Every write to an Iceberg table—whether an insert, update, or delete—creates a new snapshot. Over time, these snapshots can accumulate and cause performance issues:

  • Metadata overhead: Each snapshot adds entries to the table's metadata files. As the number of snapshots grows, metadata files become larger, slowing down query planning and table operations
  • Increased storage costs: Old snapshots reference data files that may no longer be needed, preventing them from being cleaned up and consuming unnecessary storage
  • Slower table operations: Operations like listing snapshots or accessing table history become slower over time

R2 Data Catalog automatic snapshot expiration

Configure snapshot expiration

Snapshot expiration uses two parameters to determine which snapshots to remove:

  • --older-than-days: Remove snapshots older than this many days (default: 30 days)
  • --retain-last: Always keep this minimum number of recent snapshots (default: 5 snapshots)

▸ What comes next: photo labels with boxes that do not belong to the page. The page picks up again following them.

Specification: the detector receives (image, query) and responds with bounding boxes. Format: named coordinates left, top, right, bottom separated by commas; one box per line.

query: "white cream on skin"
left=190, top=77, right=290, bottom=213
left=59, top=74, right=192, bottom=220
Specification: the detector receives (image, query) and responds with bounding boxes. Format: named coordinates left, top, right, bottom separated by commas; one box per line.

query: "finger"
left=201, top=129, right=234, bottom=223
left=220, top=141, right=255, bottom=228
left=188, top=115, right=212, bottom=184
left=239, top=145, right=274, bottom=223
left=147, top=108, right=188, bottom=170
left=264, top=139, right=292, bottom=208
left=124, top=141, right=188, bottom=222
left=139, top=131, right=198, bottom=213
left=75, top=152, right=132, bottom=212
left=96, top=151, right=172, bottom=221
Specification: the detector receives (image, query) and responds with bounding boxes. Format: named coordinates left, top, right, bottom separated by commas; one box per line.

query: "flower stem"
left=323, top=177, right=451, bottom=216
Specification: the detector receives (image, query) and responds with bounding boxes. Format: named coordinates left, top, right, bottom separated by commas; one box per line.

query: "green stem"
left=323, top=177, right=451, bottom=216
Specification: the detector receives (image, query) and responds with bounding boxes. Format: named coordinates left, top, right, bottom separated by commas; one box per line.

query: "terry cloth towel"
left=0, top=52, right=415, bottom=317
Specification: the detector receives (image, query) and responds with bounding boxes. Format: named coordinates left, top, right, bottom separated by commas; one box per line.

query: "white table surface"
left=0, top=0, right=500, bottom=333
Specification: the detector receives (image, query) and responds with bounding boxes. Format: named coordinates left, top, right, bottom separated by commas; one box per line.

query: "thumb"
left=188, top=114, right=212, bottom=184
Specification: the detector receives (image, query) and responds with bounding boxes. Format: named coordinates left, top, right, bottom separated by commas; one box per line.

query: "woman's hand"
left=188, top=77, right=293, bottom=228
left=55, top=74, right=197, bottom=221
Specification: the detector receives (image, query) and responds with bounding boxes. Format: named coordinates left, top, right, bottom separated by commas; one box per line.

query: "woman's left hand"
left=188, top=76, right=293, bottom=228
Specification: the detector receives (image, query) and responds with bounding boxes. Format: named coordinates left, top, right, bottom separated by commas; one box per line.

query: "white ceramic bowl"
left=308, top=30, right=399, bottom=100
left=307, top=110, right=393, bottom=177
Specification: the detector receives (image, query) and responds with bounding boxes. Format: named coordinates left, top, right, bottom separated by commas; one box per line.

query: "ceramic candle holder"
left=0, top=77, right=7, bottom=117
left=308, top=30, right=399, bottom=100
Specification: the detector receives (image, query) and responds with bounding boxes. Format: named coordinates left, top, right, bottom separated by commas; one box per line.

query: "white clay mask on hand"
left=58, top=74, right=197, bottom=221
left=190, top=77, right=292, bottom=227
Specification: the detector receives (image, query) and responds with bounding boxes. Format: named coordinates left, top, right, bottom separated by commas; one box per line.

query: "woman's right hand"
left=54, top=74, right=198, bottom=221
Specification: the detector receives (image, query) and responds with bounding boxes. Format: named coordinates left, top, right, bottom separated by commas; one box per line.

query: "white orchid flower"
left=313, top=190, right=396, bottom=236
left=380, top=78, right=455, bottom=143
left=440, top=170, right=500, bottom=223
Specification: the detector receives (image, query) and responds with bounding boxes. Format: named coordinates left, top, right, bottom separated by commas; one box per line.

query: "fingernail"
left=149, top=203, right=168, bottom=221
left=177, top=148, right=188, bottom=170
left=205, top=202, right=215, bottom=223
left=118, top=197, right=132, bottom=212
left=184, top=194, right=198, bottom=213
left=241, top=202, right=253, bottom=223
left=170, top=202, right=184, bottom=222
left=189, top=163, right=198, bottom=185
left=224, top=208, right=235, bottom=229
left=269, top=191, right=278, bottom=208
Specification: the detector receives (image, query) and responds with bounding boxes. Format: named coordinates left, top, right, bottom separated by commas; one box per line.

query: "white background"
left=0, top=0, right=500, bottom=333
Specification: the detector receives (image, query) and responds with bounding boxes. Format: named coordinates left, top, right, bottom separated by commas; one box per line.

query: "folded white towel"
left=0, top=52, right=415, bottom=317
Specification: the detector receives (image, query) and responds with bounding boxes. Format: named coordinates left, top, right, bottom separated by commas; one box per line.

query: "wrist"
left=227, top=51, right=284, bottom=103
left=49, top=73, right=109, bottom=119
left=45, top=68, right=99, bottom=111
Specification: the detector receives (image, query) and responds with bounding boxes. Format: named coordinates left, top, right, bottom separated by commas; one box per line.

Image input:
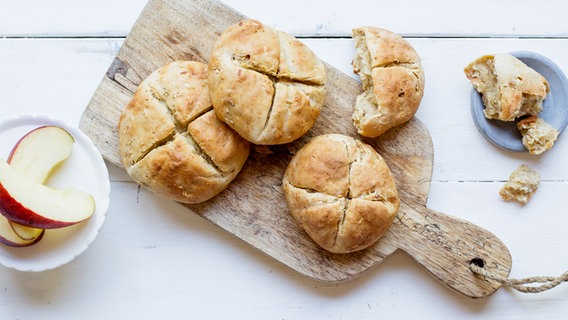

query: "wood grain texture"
left=80, top=0, right=511, bottom=297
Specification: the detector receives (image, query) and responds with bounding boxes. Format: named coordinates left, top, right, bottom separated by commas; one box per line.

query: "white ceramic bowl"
left=0, top=115, right=110, bottom=272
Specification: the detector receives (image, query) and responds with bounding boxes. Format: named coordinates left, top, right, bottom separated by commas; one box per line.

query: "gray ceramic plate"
left=471, top=51, right=568, bottom=151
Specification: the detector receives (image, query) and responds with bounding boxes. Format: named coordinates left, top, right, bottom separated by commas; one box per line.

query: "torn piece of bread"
left=464, top=53, right=550, bottom=121
left=517, top=116, right=559, bottom=154
left=499, top=164, right=540, bottom=204
left=282, top=134, right=400, bottom=253
left=352, top=27, right=424, bottom=138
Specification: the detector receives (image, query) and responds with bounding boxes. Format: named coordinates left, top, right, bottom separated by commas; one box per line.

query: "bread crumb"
left=517, top=116, right=559, bottom=154
left=499, top=164, right=540, bottom=204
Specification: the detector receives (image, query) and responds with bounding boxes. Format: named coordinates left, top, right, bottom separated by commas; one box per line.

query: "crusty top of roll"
left=209, top=20, right=326, bottom=145
left=353, top=27, right=424, bottom=137
left=464, top=53, right=550, bottom=121
left=282, top=134, right=399, bottom=253
left=119, top=61, right=250, bottom=203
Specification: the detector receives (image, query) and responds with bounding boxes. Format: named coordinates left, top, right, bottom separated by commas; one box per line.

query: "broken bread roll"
left=499, top=164, right=540, bottom=204
left=209, top=20, right=326, bottom=145
left=118, top=61, right=250, bottom=203
left=464, top=53, right=550, bottom=121
left=352, top=27, right=424, bottom=137
left=517, top=116, right=559, bottom=154
left=282, top=134, right=400, bottom=253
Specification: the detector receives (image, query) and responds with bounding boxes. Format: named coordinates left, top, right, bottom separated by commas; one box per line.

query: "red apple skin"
left=0, top=184, right=80, bottom=229
left=0, top=220, right=45, bottom=248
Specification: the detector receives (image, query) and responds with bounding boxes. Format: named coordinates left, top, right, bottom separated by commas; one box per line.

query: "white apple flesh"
left=0, top=160, right=95, bottom=229
left=0, top=126, right=75, bottom=247
left=0, top=212, right=45, bottom=247
left=8, top=126, right=75, bottom=183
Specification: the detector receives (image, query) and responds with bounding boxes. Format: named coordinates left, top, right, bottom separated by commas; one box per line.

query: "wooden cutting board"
left=80, top=0, right=511, bottom=297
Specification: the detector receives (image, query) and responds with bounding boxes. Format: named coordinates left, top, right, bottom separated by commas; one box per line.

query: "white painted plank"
left=0, top=0, right=568, bottom=37
left=0, top=38, right=568, bottom=182
left=0, top=182, right=568, bottom=320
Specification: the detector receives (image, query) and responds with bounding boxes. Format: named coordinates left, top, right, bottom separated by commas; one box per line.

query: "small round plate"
left=0, top=116, right=110, bottom=272
left=471, top=51, right=568, bottom=152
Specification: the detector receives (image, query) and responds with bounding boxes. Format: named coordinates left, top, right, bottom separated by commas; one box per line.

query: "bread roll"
left=517, top=116, right=559, bottom=154
left=352, top=27, right=424, bottom=137
left=118, top=61, right=250, bottom=203
left=464, top=53, right=550, bottom=121
left=499, top=164, right=540, bottom=204
left=282, top=134, right=399, bottom=253
left=209, top=20, right=326, bottom=145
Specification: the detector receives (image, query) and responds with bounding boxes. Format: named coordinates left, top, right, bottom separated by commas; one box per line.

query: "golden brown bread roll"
left=464, top=53, right=550, bottom=121
left=517, top=116, right=559, bottom=154
left=282, top=134, right=399, bottom=253
left=352, top=27, right=424, bottom=137
left=209, top=20, right=326, bottom=145
left=118, top=61, right=250, bottom=203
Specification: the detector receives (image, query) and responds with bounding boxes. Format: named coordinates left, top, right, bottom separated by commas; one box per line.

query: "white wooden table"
left=0, top=0, right=568, bottom=319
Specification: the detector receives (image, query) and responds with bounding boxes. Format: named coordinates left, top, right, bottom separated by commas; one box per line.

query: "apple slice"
left=0, top=212, right=45, bottom=247
left=0, top=160, right=95, bottom=229
left=10, top=222, right=45, bottom=240
left=8, top=126, right=75, bottom=183
left=0, top=126, right=75, bottom=242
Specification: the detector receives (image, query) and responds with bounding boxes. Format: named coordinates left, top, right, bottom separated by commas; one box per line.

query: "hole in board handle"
left=469, top=258, right=485, bottom=268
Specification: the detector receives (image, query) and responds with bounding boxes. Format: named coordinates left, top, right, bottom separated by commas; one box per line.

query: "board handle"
left=389, top=204, right=512, bottom=298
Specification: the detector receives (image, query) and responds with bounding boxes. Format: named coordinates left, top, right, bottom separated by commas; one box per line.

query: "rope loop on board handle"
left=469, top=259, right=568, bottom=293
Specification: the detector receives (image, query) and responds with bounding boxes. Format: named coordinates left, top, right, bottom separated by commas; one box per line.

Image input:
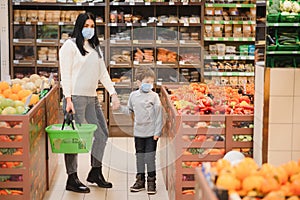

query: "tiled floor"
left=44, top=137, right=168, bottom=200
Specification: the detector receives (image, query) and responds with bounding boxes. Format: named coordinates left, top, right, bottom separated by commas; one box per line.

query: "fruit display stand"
left=0, top=87, right=58, bottom=200
left=161, top=85, right=253, bottom=200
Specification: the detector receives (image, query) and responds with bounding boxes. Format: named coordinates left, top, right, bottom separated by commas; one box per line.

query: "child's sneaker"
left=147, top=176, right=156, bottom=194
left=130, top=174, right=145, bottom=192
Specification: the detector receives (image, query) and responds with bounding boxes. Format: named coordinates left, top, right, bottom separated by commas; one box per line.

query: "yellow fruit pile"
left=0, top=81, right=39, bottom=105
left=212, top=158, right=300, bottom=200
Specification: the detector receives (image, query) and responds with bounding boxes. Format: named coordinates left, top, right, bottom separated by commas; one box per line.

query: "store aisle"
left=44, top=137, right=168, bottom=200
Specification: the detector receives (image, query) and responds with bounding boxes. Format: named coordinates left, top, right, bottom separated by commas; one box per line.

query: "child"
left=120, top=66, right=163, bottom=194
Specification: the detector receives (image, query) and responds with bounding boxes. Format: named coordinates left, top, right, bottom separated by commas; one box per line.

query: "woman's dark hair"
left=72, top=12, right=101, bottom=58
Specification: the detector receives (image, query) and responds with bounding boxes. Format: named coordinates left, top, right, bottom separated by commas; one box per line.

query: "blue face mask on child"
left=141, top=83, right=153, bottom=92
left=81, top=28, right=95, bottom=40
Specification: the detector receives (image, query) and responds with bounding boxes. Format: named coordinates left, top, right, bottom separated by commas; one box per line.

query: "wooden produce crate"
left=45, top=85, right=60, bottom=189
left=161, top=85, right=253, bottom=200
left=0, top=86, right=59, bottom=200
left=161, top=87, right=226, bottom=200
left=0, top=99, right=47, bottom=200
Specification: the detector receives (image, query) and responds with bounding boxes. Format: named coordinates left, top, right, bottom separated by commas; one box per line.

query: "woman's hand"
left=153, top=135, right=159, bottom=140
left=111, top=94, right=120, bottom=110
left=66, top=97, right=75, bottom=114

Both conditions must be met for a snapshot to be expired. This ensures you always retain recent snapshots even if they are older than the age threshold.

Examples

Terminal window
# Enable snapshot expiration for entire catalog
# Keep minimum 10 snapshots, expire those older than 7 days
npx wrangler r2 bucket catalog snapshot-expiration enable my-bucket \
--token $R2_CATALOG_TOKEN \
--older-than-days 7 \
--retain-last 10
# Enable for specific table
# Keep minimum 5 snapshots, expire those older than 2 days
npx wrangler r2 bucket catalog snapshot-expiration enable my-bucket my-namespace my-table \
--token $R2_CATALOG_TOKEN \
--older-than-days 2 \
--retain-last 5
# Disable snapshot expiration for a catalog
npx wrangler r2 bucket catalog snapshot-expiration disable my-bucket

Choose the right retention policy

Different workloads require different snapshot retention strategies:

  • Development/testing tables: Shorter retention (2-7 days, 5 snapshots) to minimize storage costs
  • Production analytics tables: Medium retention (7-30 days, 10-20 snapshots) for debugging and analysis
  • Compliance/audit tables: Longer retention (30-90 days, 50+ snapshots) to meet regulatory requirements
  • High-frequency ingest: Higher minimum snapshot count to preserve more granular history

These are generic recommendations, make sure to consider:

  • Time travel requirements
  • Compliance requirements
  • Storage costs

Current limitations

  • During open beta, compaction will compact up to 2 GB worth of files once per hour for each table.
  • Only data files stored in parquet format are currently supported with compaction.
  • Orphan file cleanup is not supported yet.
  • Minimum target file size for compaction is 64 MB and maximum is 512 MB.